2つとも、迷惑施設以外の何ものでもない。
今でも、サッカーの大歓声がすぐ近所で騒いでいるように聞こえてきたりして、夏場なんかはゆっくり映画も見られないくらいなのに。
さて、エキスポシティ。
グランドオープンの3日前からプレオープンで、そのころから渋滞を気にしていた。何しろ、遠い方の職場へは車で行くので、勤務にも差し支えかねない。
手近なところで iPhone 6 Plus の Google Map を使い、何度も渋滞を確認していた。
幸いというか、グランドオープンの昨日も大した渋滞にはならなかったようだし、今日も大丈夫だった。この土日が初めての修羅場になるだろう。
驚いたのは、Google Map の渋滞情報の詳しさ精確さである。
「どうしてこんなところの渋滞がわかるのか」というような、近所のローカルな道までオレンジや赤で渋滞が表示されている。それも、500mとか1kmとかではなく、ごく短い区間でも車の流れが悪くなっているとそれがわかるのだ(ちょっと表示されすぎだけど)。

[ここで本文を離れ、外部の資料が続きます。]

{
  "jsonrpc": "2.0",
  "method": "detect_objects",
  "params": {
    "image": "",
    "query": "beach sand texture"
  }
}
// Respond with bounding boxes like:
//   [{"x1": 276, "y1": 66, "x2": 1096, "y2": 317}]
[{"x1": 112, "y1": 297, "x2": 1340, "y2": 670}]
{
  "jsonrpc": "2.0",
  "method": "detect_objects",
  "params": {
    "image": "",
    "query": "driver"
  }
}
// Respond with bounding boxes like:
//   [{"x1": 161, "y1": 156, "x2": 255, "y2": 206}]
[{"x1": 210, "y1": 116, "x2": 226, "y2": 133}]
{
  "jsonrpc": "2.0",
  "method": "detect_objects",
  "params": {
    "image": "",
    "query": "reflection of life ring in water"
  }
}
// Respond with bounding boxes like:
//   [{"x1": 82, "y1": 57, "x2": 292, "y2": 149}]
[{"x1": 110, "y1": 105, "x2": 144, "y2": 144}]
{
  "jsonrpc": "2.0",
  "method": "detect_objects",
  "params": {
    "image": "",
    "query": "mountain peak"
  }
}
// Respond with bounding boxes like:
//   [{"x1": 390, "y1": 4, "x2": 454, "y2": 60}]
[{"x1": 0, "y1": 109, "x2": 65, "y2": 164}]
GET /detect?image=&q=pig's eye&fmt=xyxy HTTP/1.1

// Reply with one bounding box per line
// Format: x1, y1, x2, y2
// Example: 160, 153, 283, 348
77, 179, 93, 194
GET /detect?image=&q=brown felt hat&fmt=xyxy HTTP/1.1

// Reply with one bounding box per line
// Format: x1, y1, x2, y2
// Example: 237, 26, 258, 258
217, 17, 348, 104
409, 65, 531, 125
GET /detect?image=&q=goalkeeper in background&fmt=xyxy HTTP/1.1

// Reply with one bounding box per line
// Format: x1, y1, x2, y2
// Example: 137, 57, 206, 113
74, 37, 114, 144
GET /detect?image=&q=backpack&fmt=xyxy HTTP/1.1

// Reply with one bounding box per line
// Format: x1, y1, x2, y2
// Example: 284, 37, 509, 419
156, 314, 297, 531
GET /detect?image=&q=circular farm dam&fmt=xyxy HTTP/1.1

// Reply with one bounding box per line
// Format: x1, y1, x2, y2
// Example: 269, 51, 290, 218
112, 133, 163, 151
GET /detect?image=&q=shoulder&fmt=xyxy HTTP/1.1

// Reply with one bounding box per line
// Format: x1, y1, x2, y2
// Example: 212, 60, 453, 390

こんな情報をリアルタイムで得るのは不可能なはずである。
渋滞監視のセンサーはこんなに細かく設置されていないし、されていたところでその情報が Google に渡っているとも思えない。
自分でその仕組みを考えればよかったのだが、悪い癖ですぐ調べてしまった。
なんと!(というか当たり前のことに)、Google は私たち自身の位置情報で渋滞を把握していたのだ!
スマートフォンなんかで Google Map を使うほとんどの人が、位置情報をオンにしている。そうしないと、現在地が地図に表示されないので、当然のことだ。
ところが、その位置情報は自動的に Google に送られ、たとえば渋滞の把握に利用されているのである。要するに、車に乗っている(と判断された)私たちの位置の動きが鈍くなれば、それはすなわち、渋滞しているということになるのだ。
おそらく、他のさまざまなことにも位置情報が利用されているに違いない。
「そんなことに利用していいと Google に伝えた覚えはない」などと言ってみても、私たちはおそらくどこかの段階で、内容も読まない書類に、わけもわからず「同意」とか「Agree」とかをクリックしたりタップしたりしているのである。
昨今はやりの「ビッグ・データ」が、こういう形で利用されているんだなあと、ちょっとした感慨を覚えた。
自宅の居間にいる今この瞬間にも、Apple も Google もその他もろもろのアプリの会社も、私の位置を把握しているのだ。あ、au も。
まあ、au 以外、位置情報は個人情報と結びつかず、匿名化されて処理されるとかなんとか、そういうことになっているとは思うのだが、いずれにせよ、あんまり気持ちのいいものではない。
しかし実際、Google の渋滞情報は、日本道路交通情報センターなんかのそれよりよほど役に立つ。
マイナンバーや監視カメラなんかもそうだが、私たちはプライバシーを捨てることでしかその恩恵には与れない。
現状はまだいいのかもしれないが(ほんとにいいのか?)、どこかに引かなければならない一線がずるずると移動してしまわないよう、私たちはある程度敏感になっておく必要がある。